Though the boy didn’t know it he used language that got through to his mother. She folded in on herself, placing her head on the yellow-and-green Formica tabletop.
After that day Lucia Napoli-Jones worked full-time at Household Insurance. With the extra money she hired Violet Breen as a two day a week housekeeper for Herman and Cornelius.
The heavyset, middle-aged Irish maid and Herman hit it off almost immediately. Among other things Herman had committed to memory thousands of poems, many of them by Irish authors. He recited these to Violet whenever she brought him soup or lingered in his room dusting and tidying.
“He’s a treasure, your father,” she’d tell Cornelius. “And you are as good a son as any man or woman has ever known.”
Cornelius liked Violet. Her short red hair looked like a feather hat and she smelled like soap.
Cornelius’s life fell into a routine that he maintained through high school. Mostly it was school and working the projectors at the Arbuckle. He did his homework while the silent movies played. Late at night he’d read to his father from the works of various historians. Among others, Herman enjoyed what he called the soft historians, like the Durants and Collingwood, who talked about the idea of history being on a par with actual events.
“Nothing ever happens in the past,” Herman was fond of saying, sitting erect among the pillows Cornelius would prop up behind him. “The past is gone and unobtainable. It is more removed from our lives than is God and yet it controls us just as He purports to do.”
Cornelius also read long passages from Herodotus and Thucydides, the Christian Bible and Tacitus.
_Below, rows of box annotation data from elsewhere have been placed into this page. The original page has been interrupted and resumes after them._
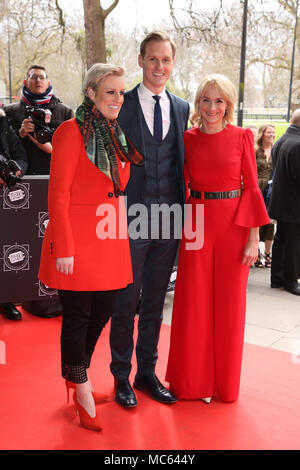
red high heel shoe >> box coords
[65,380,109,405]
[73,392,102,432]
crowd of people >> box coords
[2,31,300,431]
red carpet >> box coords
[0,312,300,450]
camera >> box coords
[25,106,54,144]
[0,154,21,188]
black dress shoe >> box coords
[271,279,283,289]
[284,281,300,295]
[115,379,137,408]
[133,374,177,404]
[0,304,22,320]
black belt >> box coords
[191,189,241,199]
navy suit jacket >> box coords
[118,85,190,207]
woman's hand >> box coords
[56,256,74,276]
[242,227,259,266]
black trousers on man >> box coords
[271,221,300,285]
[110,239,178,380]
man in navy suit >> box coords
[110,31,189,408]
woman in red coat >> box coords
[166,74,269,402]
[39,64,142,430]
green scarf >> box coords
[75,97,144,197]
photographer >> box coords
[0,108,28,320]
[5,65,73,175]
[5,65,74,318]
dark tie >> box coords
[152,95,162,142]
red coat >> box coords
[38,118,132,291]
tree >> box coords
[83,0,119,68]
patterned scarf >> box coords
[75,97,144,197]
[21,85,54,108]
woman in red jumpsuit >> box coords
[166,74,269,403]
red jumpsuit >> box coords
[166,124,269,402]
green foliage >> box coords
[243,121,289,142]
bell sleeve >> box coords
[234,129,270,228]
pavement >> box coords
[163,253,300,357]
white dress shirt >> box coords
[138,83,170,139]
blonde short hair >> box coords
[140,30,176,58]
[191,73,237,127]
[82,63,125,96]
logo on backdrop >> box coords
[39,281,57,297]
[2,183,30,210]
[38,212,49,238]
[2,243,30,272]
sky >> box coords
[60,0,170,30]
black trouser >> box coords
[58,290,115,383]
[271,221,300,284]
[110,239,178,380]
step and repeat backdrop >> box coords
[0,176,58,303]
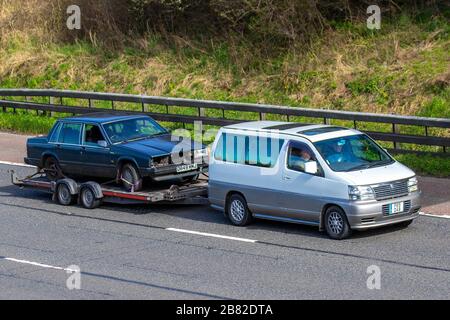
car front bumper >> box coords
[140,163,208,181]
[343,191,421,230]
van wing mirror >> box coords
[305,161,319,174]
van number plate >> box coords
[177,163,197,173]
[389,202,405,214]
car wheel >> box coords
[227,194,253,226]
[325,206,352,240]
[56,183,75,206]
[80,187,102,209]
[121,163,142,191]
[44,157,64,181]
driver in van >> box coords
[289,148,312,171]
[326,140,348,163]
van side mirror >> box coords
[305,161,319,174]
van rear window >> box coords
[214,132,284,167]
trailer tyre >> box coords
[80,186,102,209]
[44,157,64,181]
[56,183,75,206]
[227,194,253,227]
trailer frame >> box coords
[9,169,209,209]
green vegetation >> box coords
[0,0,450,175]
[395,154,450,178]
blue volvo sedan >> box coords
[25,113,208,191]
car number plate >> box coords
[177,163,197,173]
[389,202,405,214]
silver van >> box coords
[209,121,421,239]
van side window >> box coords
[287,142,323,174]
[214,132,284,167]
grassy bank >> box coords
[0,0,450,176]
[0,110,450,178]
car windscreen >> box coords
[103,118,168,143]
[314,134,394,171]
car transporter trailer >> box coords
[10,170,209,209]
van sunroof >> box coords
[297,127,347,136]
[263,122,310,130]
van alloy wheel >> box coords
[323,206,352,240]
[230,199,245,221]
[225,193,253,227]
[328,212,344,234]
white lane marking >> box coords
[419,212,450,219]
[0,161,36,168]
[166,228,258,243]
[3,257,78,272]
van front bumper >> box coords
[343,191,421,230]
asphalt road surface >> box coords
[0,165,450,299]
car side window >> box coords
[83,124,105,146]
[287,142,323,175]
[49,122,61,142]
[58,123,81,144]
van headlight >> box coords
[408,177,419,193]
[348,186,375,201]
He recited obscure Byzantine translations and Chinese and Egyptian records. The only time father and son really talked was after a reading of some book when Herman would ask Cornelius what he thought about it.
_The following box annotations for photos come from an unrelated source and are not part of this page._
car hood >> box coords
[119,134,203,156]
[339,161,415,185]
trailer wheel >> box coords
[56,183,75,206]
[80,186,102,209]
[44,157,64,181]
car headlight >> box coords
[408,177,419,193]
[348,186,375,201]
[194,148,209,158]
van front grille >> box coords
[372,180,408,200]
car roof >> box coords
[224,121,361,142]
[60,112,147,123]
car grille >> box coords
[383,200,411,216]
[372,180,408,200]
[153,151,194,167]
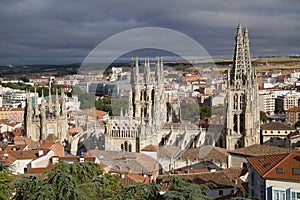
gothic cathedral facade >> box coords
[221,24,260,150]
[25,89,68,143]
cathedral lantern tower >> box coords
[221,24,260,150]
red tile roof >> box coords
[248,153,300,181]
[121,172,150,184]
[285,107,300,112]
[229,144,295,156]
[68,126,83,136]
[260,122,296,131]
[142,144,159,152]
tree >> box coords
[294,121,300,128]
[200,106,211,119]
[166,176,215,200]
[0,162,12,200]
[180,103,199,122]
[78,93,95,109]
[123,183,163,200]
[260,111,269,123]
[13,162,122,200]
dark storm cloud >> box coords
[0,0,300,64]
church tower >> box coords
[222,24,260,150]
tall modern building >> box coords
[220,24,260,150]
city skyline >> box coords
[0,1,300,65]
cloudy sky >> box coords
[0,0,300,65]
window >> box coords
[293,168,300,175]
[273,190,285,200]
[276,167,284,174]
[291,192,300,200]
[219,190,223,196]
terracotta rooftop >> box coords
[142,144,159,152]
[179,146,228,162]
[228,144,295,156]
[95,110,108,119]
[160,171,234,188]
[184,75,204,82]
[158,145,181,159]
[285,107,300,112]
[0,150,49,164]
[248,153,300,181]
[260,122,296,131]
[86,150,159,173]
[121,172,150,184]
[68,126,83,136]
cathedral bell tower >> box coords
[222,24,260,150]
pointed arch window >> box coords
[233,94,238,110]
[240,94,245,110]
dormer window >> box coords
[276,167,284,174]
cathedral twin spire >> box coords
[27,88,66,117]
[131,57,163,84]
[228,24,254,89]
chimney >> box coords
[51,156,59,164]
[39,150,44,157]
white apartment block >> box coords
[259,94,277,114]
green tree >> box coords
[14,162,122,200]
[260,111,269,123]
[166,176,214,200]
[200,106,211,119]
[294,121,300,128]
[123,183,163,200]
[180,103,199,122]
[95,97,111,114]
[0,162,12,200]
[78,93,96,109]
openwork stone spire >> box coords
[221,24,260,149]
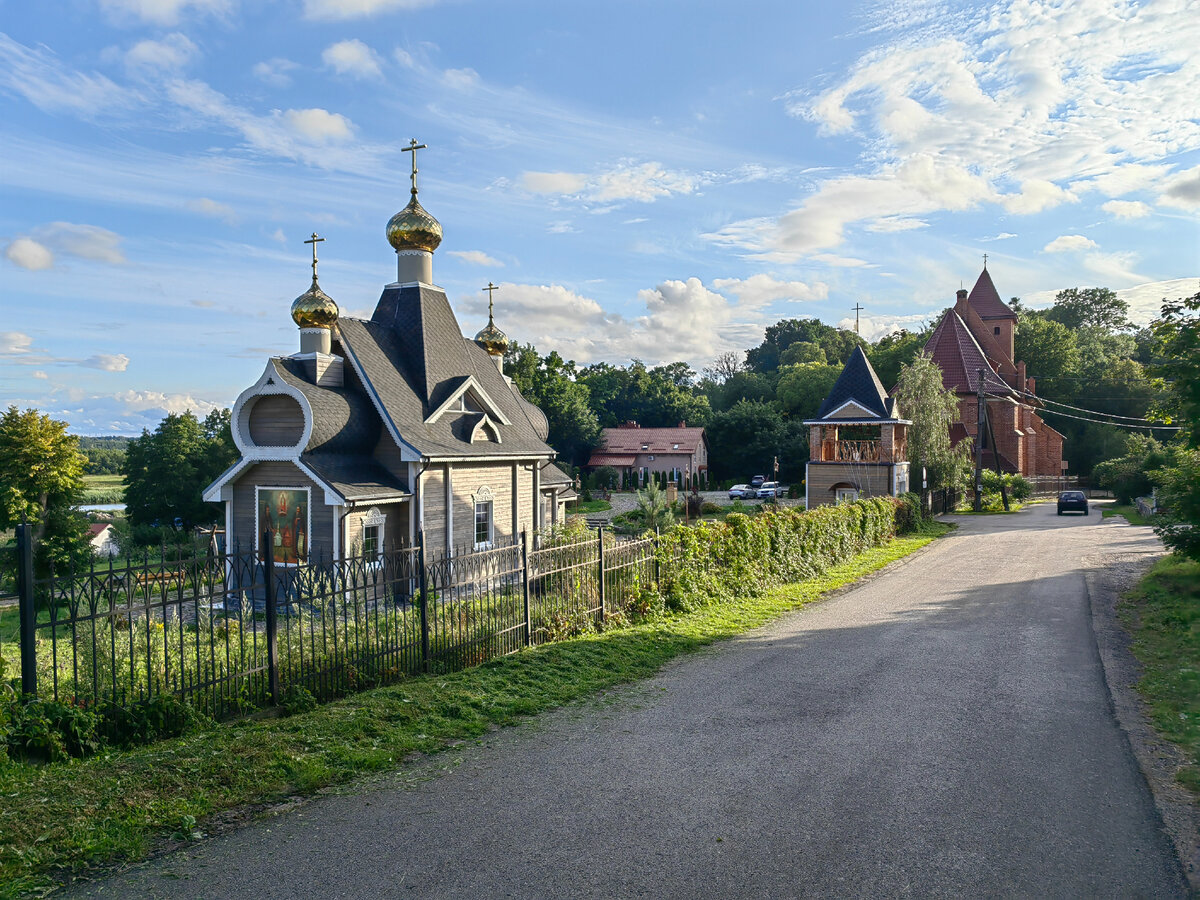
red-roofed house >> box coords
[588,422,708,484]
[925,269,1066,476]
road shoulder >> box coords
[1086,535,1200,895]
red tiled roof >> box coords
[925,310,1013,394]
[588,451,637,468]
[967,269,1016,319]
[598,426,704,454]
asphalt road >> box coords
[83,504,1187,900]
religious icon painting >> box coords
[257,487,310,565]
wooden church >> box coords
[204,140,574,565]
[804,347,912,509]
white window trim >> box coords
[255,485,312,569]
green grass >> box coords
[0,528,947,896]
[566,500,612,516]
[1121,556,1200,798]
[1100,505,1154,526]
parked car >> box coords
[757,481,787,500]
[1058,491,1088,516]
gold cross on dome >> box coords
[480,282,500,325]
[305,232,325,284]
[400,138,428,197]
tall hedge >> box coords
[658,498,896,610]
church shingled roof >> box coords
[967,269,1016,319]
[817,347,893,419]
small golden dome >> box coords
[475,317,509,356]
[292,276,337,328]
[388,191,442,253]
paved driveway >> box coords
[79,504,1186,900]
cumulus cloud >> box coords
[521,162,700,203]
[304,0,437,20]
[320,38,383,79]
[4,238,54,271]
[1100,200,1150,218]
[1042,234,1099,253]
[706,0,1200,260]
[449,250,504,269]
[125,31,200,73]
[251,56,300,88]
[187,197,238,224]
[1158,166,1200,210]
[713,272,829,310]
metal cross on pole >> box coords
[480,282,500,325]
[305,232,325,284]
[400,138,428,197]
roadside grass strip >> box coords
[0,526,949,898]
[1120,554,1200,799]
[1100,505,1154,526]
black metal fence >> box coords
[7,527,658,718]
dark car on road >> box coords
[1058,491,1088,516]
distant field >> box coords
[83,475,125,491]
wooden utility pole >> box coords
[974,368,996,512]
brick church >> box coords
[925,266,1067,476]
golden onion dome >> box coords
[388,191,442,253]
[292,275,337,328]
[475,316,509,356]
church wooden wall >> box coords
[808,463,892,509]
[229,462,341,556]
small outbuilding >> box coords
[804,347,912,509]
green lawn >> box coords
[1100,505,1154,526]
[0,527,948,896]
[1121,554,1200,798]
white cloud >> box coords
[0,331,34,356]
[125,31,200,72]
[187,197,238,224]
[4,238,54,271]
[720,0,1200,260]
[521,162,700,203]
[449,250,504,269]
[521,172,588,193]
[304,0,437,20]
[1158,166,1200,210]
[320,38,383,79]
[251,56,300,88]
[100,0,229,25]
[1042,234,1099,253]
[442,68,479,91]
[0,32,137,119]
[865,216,929,234]
[1100,200,1151,218]
[79,353,130,372]
[34,222,126,265]
[713,272,829,310]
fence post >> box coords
[17,523,36,695]
[596,526,608,623]
[521,529,533,647]
[416,528,430,673]
[263,528,280,704]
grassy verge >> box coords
[0,527,948,896]
[1121,556,1200,798]
[1100,505,1154,526]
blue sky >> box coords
[0,0,1200,433]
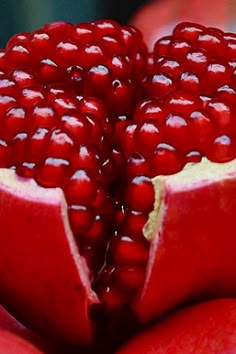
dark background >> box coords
[0,0,148,47]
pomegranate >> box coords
[0,306,80,354]
[130,0,235,50]
[0,329,44,354]
[0,20,236,352]
[117,299,236,354]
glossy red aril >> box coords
[116,299,236,354]
[0,20,236,354]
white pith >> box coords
[143,158,236,242]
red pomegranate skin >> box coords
[0,305,80,354]
[116,298,236,354]
[130,0,235,50]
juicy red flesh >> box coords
[0,20,236,336]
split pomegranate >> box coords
[0,20,236,352]
[130,0,235,51]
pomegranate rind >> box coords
[0,329,44,354]
[134,160,236,322]
[116,299,236,354]
[0,169,98,344]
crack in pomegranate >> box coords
[0,20,236,342]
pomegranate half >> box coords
[0,20,236,345]
[117,299,236,354]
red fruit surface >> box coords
[130,0,235,50]
[0,329,44,354]
[117,299,236,354]
[0,20,236,351]
[0,306,73,354]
Cornelius began to search the library for other historians to read with his father. He discovered Mabillon and John Foxe’s Book of Martyrs. There was the Italian Muratori and then Gibbon’s magnificent History of the Decline and Fall of the Roman Empire. There were the historian-philosophers from Vico to Herder and Hegel to Marx; Spengler and Toynbee. The slippery Wittgenstein fit Herman’s passion for the lost past — not in his reporting but in his refusal to accept the easy passage of knowledge between cultures, or even individuals.
Much of what Cornelius read he did not understand but Herman would explain now and then. At other times Cornelius would wake up at night suddenly comprehending some quote that he’d read aloud months earlier.
The years passed.
One evening Herman stopped his son in the middle of The Confessions of Saint Augustine and said, “This is the power of the world, boy. The memory of an unattainable paradise where everything is predictable and outwardly controllable. It is all that we are: history, memory. It is what happened, or what we decide on believing has happened. It is yesterday and a million years ago. It is today but still we cannot grasp it.”
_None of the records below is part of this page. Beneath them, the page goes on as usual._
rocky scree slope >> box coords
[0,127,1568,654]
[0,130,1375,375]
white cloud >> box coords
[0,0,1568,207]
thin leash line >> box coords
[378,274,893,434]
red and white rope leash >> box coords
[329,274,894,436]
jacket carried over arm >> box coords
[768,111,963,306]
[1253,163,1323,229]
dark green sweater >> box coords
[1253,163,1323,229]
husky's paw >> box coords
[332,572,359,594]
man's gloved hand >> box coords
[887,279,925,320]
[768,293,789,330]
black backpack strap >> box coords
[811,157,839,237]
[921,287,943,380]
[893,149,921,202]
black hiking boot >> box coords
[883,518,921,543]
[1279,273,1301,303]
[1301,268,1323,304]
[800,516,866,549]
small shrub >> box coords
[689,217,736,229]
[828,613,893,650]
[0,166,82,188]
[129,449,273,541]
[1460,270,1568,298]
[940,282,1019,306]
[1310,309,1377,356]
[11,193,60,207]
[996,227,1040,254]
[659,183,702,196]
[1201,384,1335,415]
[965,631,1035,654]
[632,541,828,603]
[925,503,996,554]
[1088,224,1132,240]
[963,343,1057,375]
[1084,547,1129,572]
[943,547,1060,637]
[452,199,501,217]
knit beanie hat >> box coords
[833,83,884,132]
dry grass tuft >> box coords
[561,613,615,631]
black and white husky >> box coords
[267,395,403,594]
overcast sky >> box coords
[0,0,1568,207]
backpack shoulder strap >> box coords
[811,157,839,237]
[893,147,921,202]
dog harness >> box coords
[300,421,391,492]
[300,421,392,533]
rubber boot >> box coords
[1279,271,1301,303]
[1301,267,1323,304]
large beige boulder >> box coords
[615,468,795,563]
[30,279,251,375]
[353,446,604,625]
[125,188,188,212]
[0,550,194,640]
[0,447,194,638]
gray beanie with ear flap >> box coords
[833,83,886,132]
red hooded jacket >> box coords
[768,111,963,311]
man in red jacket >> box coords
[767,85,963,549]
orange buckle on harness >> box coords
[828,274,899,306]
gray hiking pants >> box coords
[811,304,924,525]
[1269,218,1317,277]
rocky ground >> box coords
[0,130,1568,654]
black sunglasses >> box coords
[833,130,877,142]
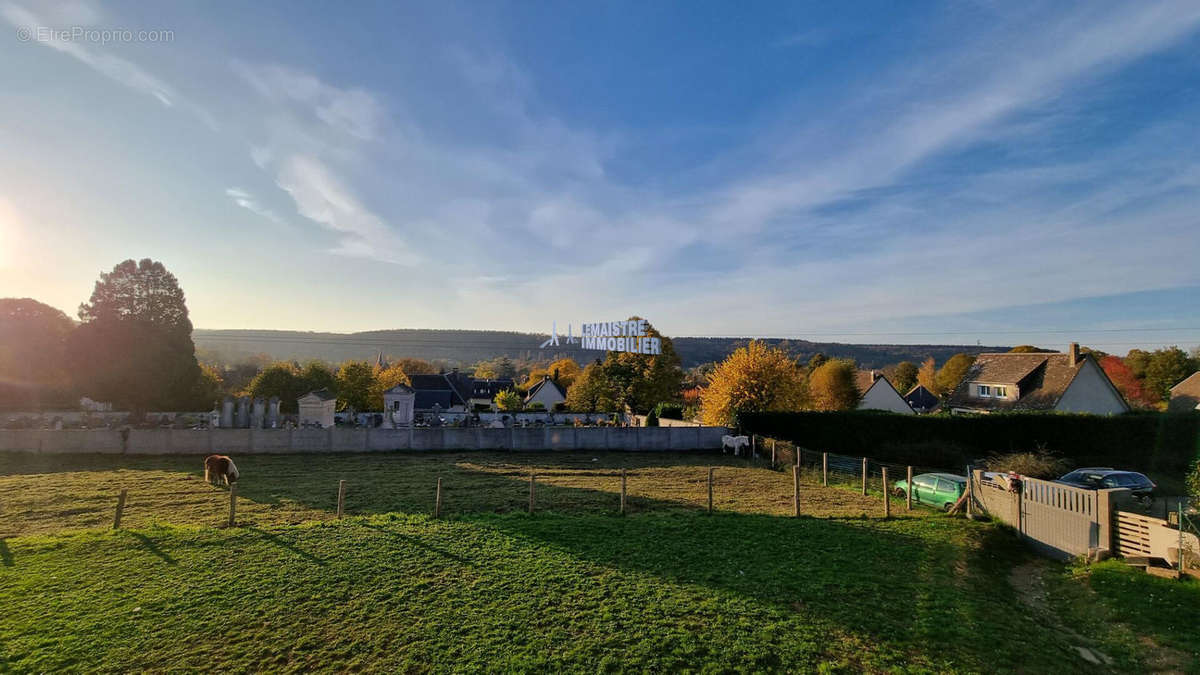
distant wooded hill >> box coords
[192,328,1008,368]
“I don’t know what you mean, dad,” Cornelius said. He was sixteen that day but his father, for all his interest in history, did not remember the date. Since he was in his bed almost twenty-four hours a day he had no need for a calendar.
“I mean that the person who controls history controls their fate. The man who can tell you what happened, or did not happen, is lord and master of all he surveys.”
“But if he claims something that isn’t true then he’s master of a lie,” Cornelius reasoned.
Herman smiled and leaned forward. “But,” he said, holding up a lecturing finger, “if everyone believes the lie then he controls a truth that we all assent to. There is no true event, Cornelius, only a series of occurrences open to interpretation.”
Though Cornelius did not know it for many years, this was the moment of the birth of John Woman. Herman neither made a cake nor lit a single candle to celebrate his son’s birth but he gave Cornelius a great and terrible gift that would deliver him into a world simultaneously of my own making and unmaking, as he wrote many years later in a secret journal addressed to the goddess Posterity.